Essentially, we can picture GD optimization as a hiker (the weight coefficient) who wants to climb down a mountain into a valley , and each step is determined by the steepness of the slope (gradient) and the leg length of the hiker (learning rate). Note thatt if learning rate (η) is too small then hiker will move slowly. if η is too high hiker will possibly miss the value[1]. 

Several learning rate tuning techniques are available,  advanced optimization techniques like **RMSprop**, **Adam**, **Adadelta**, etc. which automaticaly tune parameter.

In [0]:
SGD = keras.optimizers.SGD(lr=0.01, decay = 0.005)

In [0]:
model.compile(loss = catergorical, optimizer = SGD,
              metrics = accuracy)

In [0]:
history1 = model.fit(x_train, y_tra,
                    batch_size=BATCH_SIZE, epochs=EPOCHS, validation_data = (x_test, y_tes))

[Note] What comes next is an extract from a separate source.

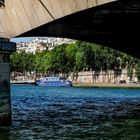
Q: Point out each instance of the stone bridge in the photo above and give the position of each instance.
(112, 23)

Train using other advance techniques

In [0]:
SGD = keras.optimizers.RMSprop(lr=0.001, rho=0.9, epsilon=None, decay=0.0)

In [0]:
#SGD = keras.optimizers.Adadelta(lr=1.0, rho=0.95, epsilon=None, decay=0.0)

In [0]:
model.compile(loss = catergorical, optimizer = SGD,
              metrics = accuracy)
history1 = model.fit(x_train, y_tra,
                    batch_size=BATCH_SIZE, epochs=EPOCHS, validation_data = (x_test, y_tes))

**Model prediction for unseen data**

In [0]:
x_pred,y_pred = np.load('./dataset/isprs_vaihingen/test/patches/image.npy'),np.load('./dataset/isprs_vaihingen/test/patches/label.npy')

In [0]:
print (x_pred.shape)

In [0]:
x_pred = x_pred.reshape(x_pred.shape[0]*x_pred.shape[1]*x_pred.shape[2],x_pred.shape[3])

In [0]:
print (x_pred.shape)

In [0]:
Predict_prob = model.predict(x_pred)

In [0]:
Predict_prob.shape

In [0]:
Predict_prob[0]

In [0]:
Predict_class = np.argmax(Predict_prob,axis=-1)

In [0]:
Predict_class.shape

In [0]:
Predict_class = Predict_class.reshape(70,256,256)

In [0]:
%matplotlib inline
import matplotlib.pyplot as  plt
fig = plt.figure()
ax = fig.add_subplot(121)
ax.imshow(Predict_class[4], interpolation='none')
ax.set_xticks([])
ax.set_yticks([])
ax.set_title('Predict')
fig.show()

ax = fig.add_subplot(122)
ax.imshow(y_pred[4], interpolation='none')
ax.set_xticks([])
ax.set_yticks([])
ax.set_title('Label')

fig.suptitle('Scene: top_mosaic_09cm_area1')
fig.show()


**References**

[1] Bottou, Léon. "Stochastic gradient descent tricks." Neural Networks: Tricks of the Trade. Springer Berlin Heidelberg, 2012. 421-436.